3.5 – OK, why the high score here? Surely the highest level would yield rubbish results? Well, personally, I can say that during this time there have been bouts of pretty bad depression that have returned for me, but also pockets where it has been a creative boon being furloughed from work. I’m an enterprising and creative person, yet I’ve always worked in service industries/roles (because…life). I have attempted to use this time to get to some creative projects completed before returning back to the later. Some of the time I have recently spent on these projects has been incredibly positive. On the other hand, I know for a fact that this isn’t entirely the case with Aoife, who has worked her job through this entire time, so I’m sure her score here would contrast mine. This is one way in which we want to identify and address each others needs to make sure we both build up to thriving together over time. Starting with a bloody holiday ASAP! Amirite?!
So to sum up, mine looks more like the leaning tower of Piza—or an in-progress game of Jenga—than a pyramid. No wonder things feel wonky and uncertain.

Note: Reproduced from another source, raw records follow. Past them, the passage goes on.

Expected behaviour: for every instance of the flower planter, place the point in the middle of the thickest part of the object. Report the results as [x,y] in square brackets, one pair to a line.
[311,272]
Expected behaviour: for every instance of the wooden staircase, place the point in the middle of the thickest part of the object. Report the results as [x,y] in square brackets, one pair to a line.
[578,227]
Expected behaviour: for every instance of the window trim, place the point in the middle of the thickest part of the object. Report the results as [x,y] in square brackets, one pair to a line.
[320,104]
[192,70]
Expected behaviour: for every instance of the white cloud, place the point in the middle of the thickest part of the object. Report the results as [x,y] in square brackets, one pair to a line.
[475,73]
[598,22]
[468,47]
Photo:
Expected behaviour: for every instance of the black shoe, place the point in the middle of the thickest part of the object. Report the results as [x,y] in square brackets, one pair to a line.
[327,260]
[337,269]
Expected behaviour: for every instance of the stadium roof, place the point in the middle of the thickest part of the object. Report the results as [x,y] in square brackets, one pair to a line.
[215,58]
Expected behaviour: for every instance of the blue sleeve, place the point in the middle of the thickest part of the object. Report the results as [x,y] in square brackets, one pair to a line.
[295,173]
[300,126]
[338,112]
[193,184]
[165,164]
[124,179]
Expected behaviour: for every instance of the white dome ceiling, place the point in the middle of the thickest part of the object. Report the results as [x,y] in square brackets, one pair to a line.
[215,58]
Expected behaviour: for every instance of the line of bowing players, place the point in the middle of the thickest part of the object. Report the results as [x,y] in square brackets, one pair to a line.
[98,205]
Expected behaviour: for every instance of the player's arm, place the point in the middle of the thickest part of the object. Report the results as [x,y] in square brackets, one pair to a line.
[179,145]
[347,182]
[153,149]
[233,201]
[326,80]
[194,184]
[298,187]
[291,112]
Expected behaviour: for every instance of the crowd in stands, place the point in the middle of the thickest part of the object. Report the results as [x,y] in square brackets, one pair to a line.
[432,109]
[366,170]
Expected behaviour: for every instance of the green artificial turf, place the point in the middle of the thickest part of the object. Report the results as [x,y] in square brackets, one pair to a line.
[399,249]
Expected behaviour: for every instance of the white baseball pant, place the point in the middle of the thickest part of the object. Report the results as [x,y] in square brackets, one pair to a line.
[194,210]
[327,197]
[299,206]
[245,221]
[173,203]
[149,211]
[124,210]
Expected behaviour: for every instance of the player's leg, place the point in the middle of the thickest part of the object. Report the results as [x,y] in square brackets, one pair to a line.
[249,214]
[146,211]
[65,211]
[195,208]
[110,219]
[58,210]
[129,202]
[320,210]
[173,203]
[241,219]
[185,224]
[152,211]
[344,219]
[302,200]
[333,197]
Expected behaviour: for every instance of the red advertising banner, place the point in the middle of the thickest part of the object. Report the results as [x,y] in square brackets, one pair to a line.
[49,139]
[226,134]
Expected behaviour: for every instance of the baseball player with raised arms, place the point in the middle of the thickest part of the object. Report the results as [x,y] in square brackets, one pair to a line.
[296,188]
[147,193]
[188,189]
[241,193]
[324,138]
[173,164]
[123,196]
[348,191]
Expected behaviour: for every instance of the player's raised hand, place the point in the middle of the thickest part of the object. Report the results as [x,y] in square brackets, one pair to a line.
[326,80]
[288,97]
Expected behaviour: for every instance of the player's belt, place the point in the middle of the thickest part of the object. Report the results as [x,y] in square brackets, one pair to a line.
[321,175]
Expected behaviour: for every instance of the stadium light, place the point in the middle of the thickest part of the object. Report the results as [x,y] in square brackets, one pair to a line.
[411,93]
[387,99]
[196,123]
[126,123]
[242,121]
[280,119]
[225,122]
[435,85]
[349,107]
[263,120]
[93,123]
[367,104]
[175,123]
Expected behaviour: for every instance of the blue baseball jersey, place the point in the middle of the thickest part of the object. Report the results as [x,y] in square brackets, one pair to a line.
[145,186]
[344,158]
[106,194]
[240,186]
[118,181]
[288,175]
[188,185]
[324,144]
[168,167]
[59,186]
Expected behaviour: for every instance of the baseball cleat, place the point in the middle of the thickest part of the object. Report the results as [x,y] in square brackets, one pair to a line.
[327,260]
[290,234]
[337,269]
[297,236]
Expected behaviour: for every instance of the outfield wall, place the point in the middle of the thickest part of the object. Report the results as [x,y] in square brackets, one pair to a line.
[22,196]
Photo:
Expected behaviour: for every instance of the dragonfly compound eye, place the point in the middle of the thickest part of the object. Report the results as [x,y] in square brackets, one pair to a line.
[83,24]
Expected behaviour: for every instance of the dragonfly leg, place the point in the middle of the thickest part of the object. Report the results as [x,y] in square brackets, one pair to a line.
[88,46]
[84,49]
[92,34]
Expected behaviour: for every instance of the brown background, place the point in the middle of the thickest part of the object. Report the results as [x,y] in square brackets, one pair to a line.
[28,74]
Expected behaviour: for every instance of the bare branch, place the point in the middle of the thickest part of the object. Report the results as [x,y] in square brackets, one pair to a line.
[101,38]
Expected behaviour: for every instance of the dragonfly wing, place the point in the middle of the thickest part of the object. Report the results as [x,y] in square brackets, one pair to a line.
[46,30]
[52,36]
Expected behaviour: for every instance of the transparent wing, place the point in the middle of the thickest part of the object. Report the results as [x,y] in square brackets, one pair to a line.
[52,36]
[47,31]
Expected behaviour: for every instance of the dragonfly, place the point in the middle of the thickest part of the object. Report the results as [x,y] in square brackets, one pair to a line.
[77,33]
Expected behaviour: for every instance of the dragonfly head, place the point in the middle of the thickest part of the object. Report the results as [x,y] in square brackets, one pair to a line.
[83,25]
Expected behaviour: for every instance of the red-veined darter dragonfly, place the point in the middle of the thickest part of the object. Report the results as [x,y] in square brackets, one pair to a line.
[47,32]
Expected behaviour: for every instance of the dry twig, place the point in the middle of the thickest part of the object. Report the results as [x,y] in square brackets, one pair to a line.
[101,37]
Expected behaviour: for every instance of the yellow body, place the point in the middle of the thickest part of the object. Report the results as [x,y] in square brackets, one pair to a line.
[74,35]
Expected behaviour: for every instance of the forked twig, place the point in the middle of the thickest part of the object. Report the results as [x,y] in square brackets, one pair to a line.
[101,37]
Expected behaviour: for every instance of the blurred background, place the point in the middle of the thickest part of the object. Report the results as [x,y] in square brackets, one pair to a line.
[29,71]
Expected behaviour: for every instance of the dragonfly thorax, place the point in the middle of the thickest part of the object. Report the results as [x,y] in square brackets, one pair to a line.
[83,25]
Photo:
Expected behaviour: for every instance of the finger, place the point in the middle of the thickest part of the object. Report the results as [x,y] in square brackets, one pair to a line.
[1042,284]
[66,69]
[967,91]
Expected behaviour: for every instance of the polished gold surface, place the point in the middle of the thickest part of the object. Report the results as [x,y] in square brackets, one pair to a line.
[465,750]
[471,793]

I also have a theory that, due to the pandemic, many of us find it hard to relate in conversation when one or more people of the same social class or generation have found their needs structure hollowed out suddenly and due to circumstances completely out of their control.
This exercise has helped me to identify some of what has up until now been quite hard to pin down, and once I was able to do that I realised I can do at least a few things about it. Starting with owning a better understanding of what I’m going through and hopefully being better in all relationships as a result.
What about you? Feel free to do the exercise either privately or you are welcome to leave it in the comments below.
*Re. prestige: IMO one reason Instagram et al. is complete dog shit is because we default to showing a perfect pyramid when actually we are but rickety scaffolding underneath at best—held together by duct tape and each other’s love and support. Just my 2c!